Relationship of Treg/Th17 balance with HBeAg change in HBeAg-positive chronic hepatitis B patients receiving telbivudine antiviral treatment: A longitudinal observational study

Abstract

Telbivudine (LdT) is an orally L-nucleoside with potent and specific antihepatitis B virus (HBV) activity. The higher rate of hepatitis B e antigen (HBeAg) seroconversion of LdT treatment than other anti-HBV agents suggests a potential immunomodulatory effect. The aim of the study was to investigate the changes of regulatory T cell (Treg)/interleukin (IL)-17-producing CD4+T helper (Th17) balance during LdT treatment and to discuss the relationship of Treg/Th17 balance with HBeAg change in HBeAg-positive chronic hepatitis B (CHB) patients receiving LdT antiviral treatment. Twenty-seven HBeAg-positive CHB patients received LdT for 24 weeks and the percentages of Tregs and cells (Th17 cells) in peripheral blood as well as the serum TGF-β1 and IL-17 levels in these patients were longitudinally analyzed. We found that the frequencies of Tregs and Th17 cells in peripheral blood as well as the serum TGF-β1 and IL-17 levels increased significantly in CHB patients compared with healthy controls. During the LdT treatment, the Tregs frequency and TGF-β1 level tended to decrease, and Th17 cells frequency and IL-17 level showed a reverse "V"-type change.
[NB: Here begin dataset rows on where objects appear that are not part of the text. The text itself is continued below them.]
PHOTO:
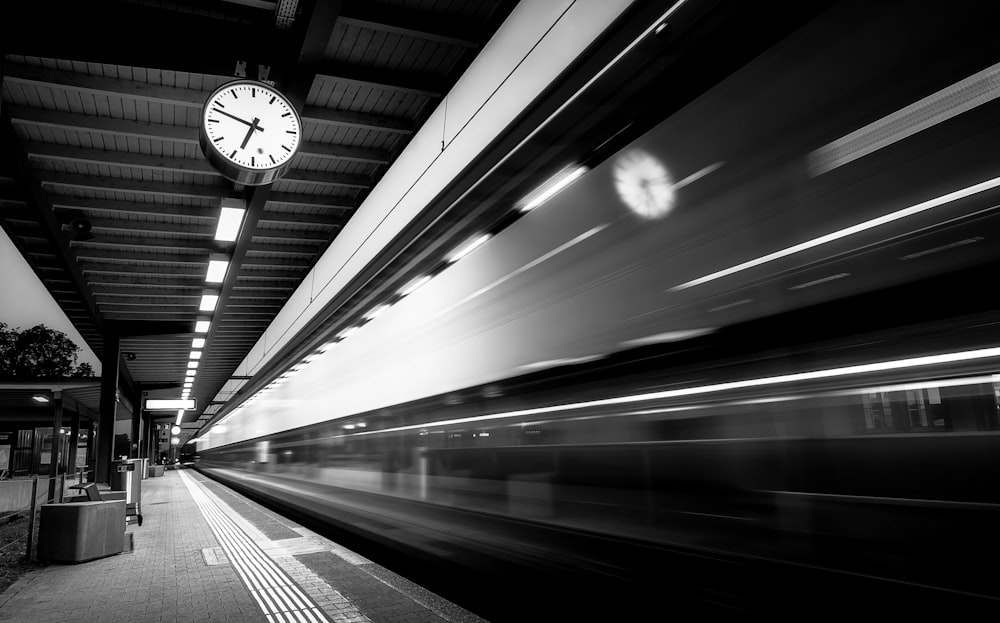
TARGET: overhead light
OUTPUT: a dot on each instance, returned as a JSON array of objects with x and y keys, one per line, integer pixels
[
  {"x": 468, "y": 248},
  {"x": 378, "y": 311},
  {"x": 552, "y": 186},
  {"x": 917, "y": 208},
  {"x": 216, "y": 271},
  {"x": 412, "y": 287},
  {"x": 168, "y": 404},
  {"x": 208, "y": 302},
  {"x": 230, "y": 220}
]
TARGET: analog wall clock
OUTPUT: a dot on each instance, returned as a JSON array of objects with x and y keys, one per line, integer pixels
[{"x": 249, "y": 132}]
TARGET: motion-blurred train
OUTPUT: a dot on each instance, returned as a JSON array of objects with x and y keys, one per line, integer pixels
[{"x": 750, "y": 361}]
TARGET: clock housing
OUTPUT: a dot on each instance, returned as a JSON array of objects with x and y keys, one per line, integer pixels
[{"x": 249, "y": 132}]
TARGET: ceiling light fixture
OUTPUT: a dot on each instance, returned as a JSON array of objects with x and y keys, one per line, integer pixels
[
  {"x": 230, "y": 221},
  {"x": 208, "y": 302}
]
The frequency of Tregs and the ratio of Treg/Th17 were significantly lower in the HBeAg loss group than those in the HBeAg no-loss group at the baseline. More important, the Tregs frequency and TGF-β1 level were both positively correlated with HBeAg level during the LdT treatment for 24 weeks. Our data suggest that the lower Tregs frequency and Treg/Th17 ratio at the baseline of LdT treatment, the more likely to get the HBeAg loss. HBeAg negative can be predicted using changes in Tregs frequency and TGF-β1 level during LdT treatment in CHB patients. Maybe we could provide the immunology marker for exploring the mechanism of the higher HBeAg seroconversion rate of LdT therapy.

Figure 1

The change of clinical parameters of chronic hepatitis B patients undergoing telbivudine therapy. (A–C) The change of virological parameters during the treatment; (D) The change of serum alanine aminotransferase (ALT) level during the treatment. The hepatitis B virus DNA load, hepatitis B surface and hepatitis B e antigen levels, and ALT level at 4-week were significantly lower than those at the baseline (P < .001). Data were presented as mean ± SD in (A and D), data were presented as median with range in (B and C). ALT = alanine aminotransferase, DNA = deoxyribonucleic acid, HBeAg = hepatitis B e antigen, HBsAg = hepatitis B surface, HBV = hepatitis B virus.

Figure 2

Change in the frequencies of regulatory T cells and interleukin (IL)-17-producing CD4+T helper cells and levels of TGF-β1 and IL-17 during telbivudine treatment. (A) ^∗∗P < .01, ^∗∗∗P < .001, compared with the baseline. ^&P < .001, compared between week 24 and 12. (B) ^∗∗∗P < .001, compared with the baseline; ^#P < .01, compared between week 24 and healthy controls (HCs). (C) ^∗P < .05, ^∗∗∗P < .001, compared with the baseline; ^&P < .001, compared between week 24 and 12; ^#P < .05, compared between week 24 and HCs. (D) ^∗∗∗P < .001, compared with the baseline; ^&P < .001, compared between week 24 and 12; ^#P < .05, compared between week 24 and HCs. (E) ^∗P < .05, ^∗∗∗P < .001, compared with the baseline; ^#P < .05, compared between week 24 and HCs. (F) ^∗∗∗P < .001, compared with the baseline. ^∗P < .05, compared between week 24 and 12. ns: no statistical significance. Data were presented as mean ± SD.

Figure 3

Correlation between the regulatory T cell (Treg)/interleukin (IL)-17-producing CD4+T helper (Th17) balance and hepatitis B e antigen (HBeAg) level. (A–D) The Tregs frequency, TGF-β1 level, the ratio of Tregs/Th17, the ratio of TGF-β1/IL-17, and HBeAg level at various time points of treatment (baseline and weeks 4, 8, 12, 16, 20, and 24) are indicated on the plots by diamonds. Error bars indicate standard error of mean.